Но самой главной неустойчивой особенностью правописания Паррота, которая делает текст в его собственной орфографии «грязным» по внешнему виду, является употребление аксанов. В сотнях случаев он просто опускает аксан эгю там, где это требуется, хотя в некоторых словах, напротив, употребляет его без необходимости, например когда пишет слово rélation. Довольно часто он также путает употребление аксанов эгю и грав. Что же касается аксана сирконфлекс, то, видимо, из соображений беглости почерка он в большом количестве слов вместо него ставит аксан грав (т. е. вместо «крышки», состоящей из двух штрихов, ограничивается одним штрихом) – но это опять-таки не означает, что, если Паррот решит написать над гласной аксан сирконфлекс, это всегда будет уместно: например, своеобразно у него выглядит написание в Subjonctif выражения que je sâche, в последнем слове которого на самом деле аксан сирконфлекс не нужен.
Добавим в конце, что некоторые из особенностей правописания Паррота при публикации писем все же были сохранены. Речь идет о написании имен собственных, а также об употреблении заглавных букв для существительных: последнее унифицировано по всему тексту в соответствии с тем, как его использовал Паррот (например, слово Университет он всегда начинает с большой буквы, когда имеет в виду свой Дерптский университет или еще какой-то конкретный, и лишь в редких случаях он пишет «университет» строчными буквами, как некоторое обобщенное понятие).

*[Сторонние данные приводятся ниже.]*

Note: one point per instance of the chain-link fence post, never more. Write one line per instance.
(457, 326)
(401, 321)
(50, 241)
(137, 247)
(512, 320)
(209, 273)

В связи с этим следует оговорить и одну интересную лексическую особенность языка Паррота: в очень многих случаях применительно к своему роду занятий он употребляет выражение homme de lettres, а определяя вид своей деятельности – прилагательное littéraire. Это в буквальном смысле означает, что Паррот считал себя «сочинителем» и занимался «словесностью». Однако в действительности такие слова у него означают «ученый» и «научная деятельность» соответственно. Необходимо пояснить, что Паррот как типичный университетский профессор привык обращаться непосредственно к первоисточнику термина «университет», который по-латыни звучит как Universitas litterarum («совокупность наук»), т. е. понимает французское lettres как латинское littera, а именно как общее обозначение для всех наук.